Me Too Creator Tarana Burke: Clinton-Lewinsky Affair Was 'Absolutely An Abuse Of Power'

Tarana Burke responded to Hillary Clinton's recent comments defending her husband's affair with a White House intern.

Tarana Burke, the founder of the Me Too movement, said she disagrees with Hillary Clinton’s assessment that the infamous affair between former President Bill Clinton and then-White House intern Monica Lewinsky was not an abuse of power.

“You’re talking about an age dynamic but you’re also talking about the president of the United States,” Burke told The Root in an interview published Tuesday evening. “The amount of power, the amount of accumulated power that is in that position alone, versus an intern.”

“It’s absolutely an abuse of power,” she added. “It’s unfortunate that it wasn’t used as a moment to be accountable.”

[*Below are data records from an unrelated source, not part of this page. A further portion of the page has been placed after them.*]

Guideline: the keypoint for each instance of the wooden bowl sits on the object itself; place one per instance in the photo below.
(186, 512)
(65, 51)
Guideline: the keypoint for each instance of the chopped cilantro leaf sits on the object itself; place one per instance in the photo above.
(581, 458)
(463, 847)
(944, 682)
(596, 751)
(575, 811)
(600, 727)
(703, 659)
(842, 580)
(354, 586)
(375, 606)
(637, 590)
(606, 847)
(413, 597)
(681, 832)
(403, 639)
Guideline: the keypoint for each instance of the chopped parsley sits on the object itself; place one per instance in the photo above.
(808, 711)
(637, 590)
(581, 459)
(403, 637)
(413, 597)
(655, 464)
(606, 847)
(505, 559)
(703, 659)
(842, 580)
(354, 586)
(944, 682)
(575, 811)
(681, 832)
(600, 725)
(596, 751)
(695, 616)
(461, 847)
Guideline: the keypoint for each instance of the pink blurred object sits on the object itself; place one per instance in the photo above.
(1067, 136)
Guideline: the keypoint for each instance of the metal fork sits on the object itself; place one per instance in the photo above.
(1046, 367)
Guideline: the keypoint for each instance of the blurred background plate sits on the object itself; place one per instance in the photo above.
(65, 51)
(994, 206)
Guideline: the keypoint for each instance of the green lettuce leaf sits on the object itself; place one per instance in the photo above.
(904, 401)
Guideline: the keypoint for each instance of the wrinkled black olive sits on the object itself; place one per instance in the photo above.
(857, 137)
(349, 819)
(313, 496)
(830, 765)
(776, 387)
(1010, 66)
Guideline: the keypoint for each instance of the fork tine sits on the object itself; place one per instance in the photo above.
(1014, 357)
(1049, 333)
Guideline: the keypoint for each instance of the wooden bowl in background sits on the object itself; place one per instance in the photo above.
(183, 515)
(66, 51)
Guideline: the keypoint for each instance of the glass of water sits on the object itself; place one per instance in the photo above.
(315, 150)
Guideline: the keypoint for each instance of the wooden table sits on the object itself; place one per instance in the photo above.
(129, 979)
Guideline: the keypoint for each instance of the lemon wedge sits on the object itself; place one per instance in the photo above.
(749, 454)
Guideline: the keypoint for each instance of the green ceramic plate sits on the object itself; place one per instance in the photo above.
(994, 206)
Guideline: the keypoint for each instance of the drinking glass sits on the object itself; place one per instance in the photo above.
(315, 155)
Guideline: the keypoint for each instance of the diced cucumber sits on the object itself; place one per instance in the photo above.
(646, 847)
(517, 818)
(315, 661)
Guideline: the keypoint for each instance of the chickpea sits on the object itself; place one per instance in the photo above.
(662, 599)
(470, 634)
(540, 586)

Hillary Clinton said Sunday during an interview with CBS that her husband was right to not resign over his affair with Lewinsky, adding that the relationship was not an abuse of power. Bill Clinton was 49 years old when he started having an affair with Lewinsky, who was 22. Their consensual relationship lasted from 1995 to 1997, and was publicly revealed in 1998.

Burke, who created the Me Too movement over a decade ago, told The Root it was “tragic” and “wrong” that the former first lady wouldn’t call her husband’s actions in the late 1990s an abuse of power.

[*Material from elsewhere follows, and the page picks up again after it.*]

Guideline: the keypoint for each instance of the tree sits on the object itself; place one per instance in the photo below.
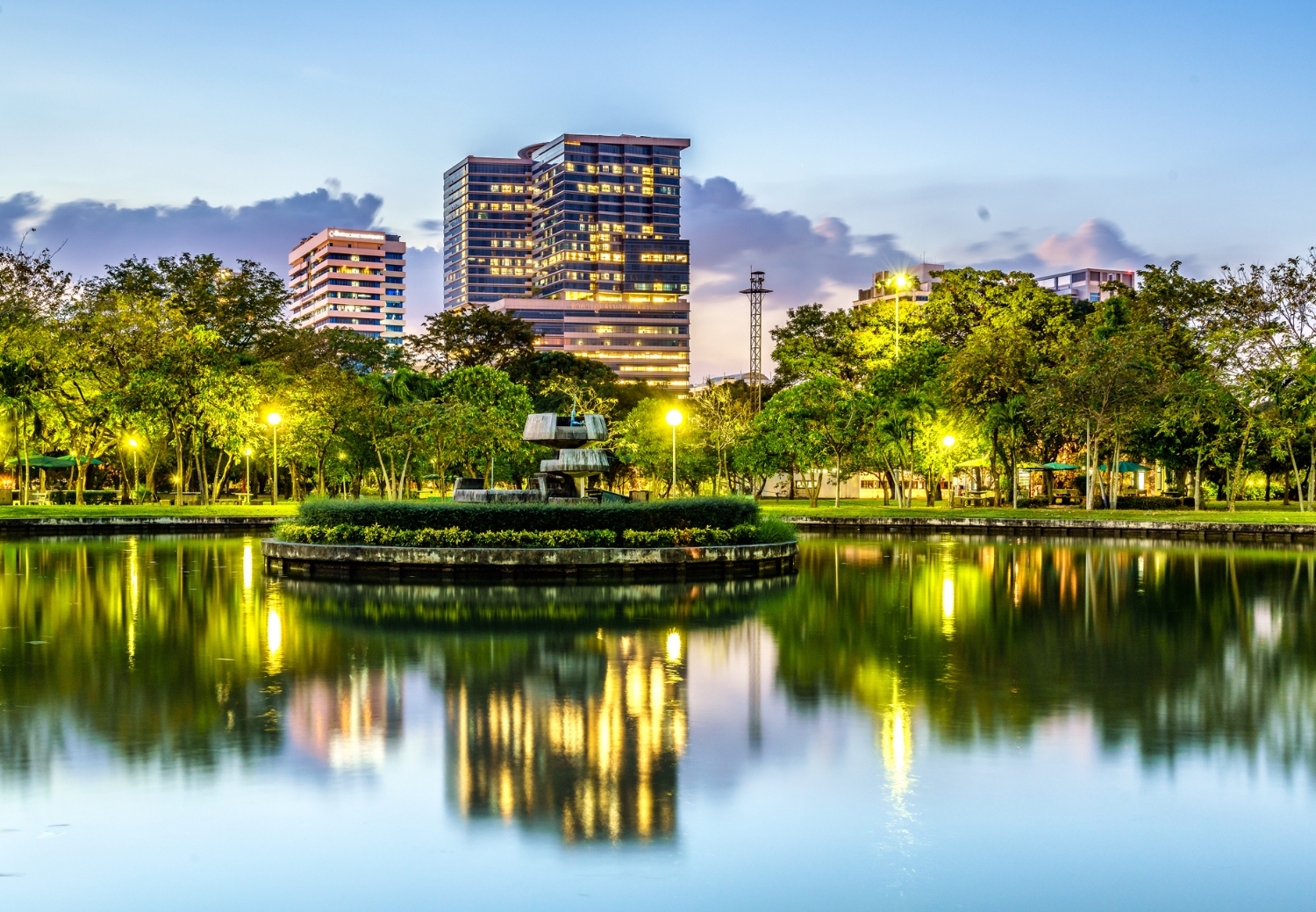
(473, 337)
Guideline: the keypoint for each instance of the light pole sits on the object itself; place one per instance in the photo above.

“The affair and what happened was consensual and I recognize that. I think we all recognize that,” she said. “Monica herself has said that this was consensual, but it certainly is an abuse of power.”

Hillary Clinton stood by her husband when he was impeached in 1998 for lying about his relationship with Lewinsky. The Senate fell short of the two-thirds majority needed to remove him from office the following year.

Burke added that 20 years should be enough time for Hillary Clinton, a champion of the Me Too movement, to admit that something was not right about an affair between the president of the United States and a White House intern.

“I think now, 20 years down the road, it’s OK to say, ‘This was an abuse of power. It doesn’t mean that he had to step down from his position, but it was an abuse of power that I’m sure he regrets,’” Burke said. “There’s nothing wrong with saying that.”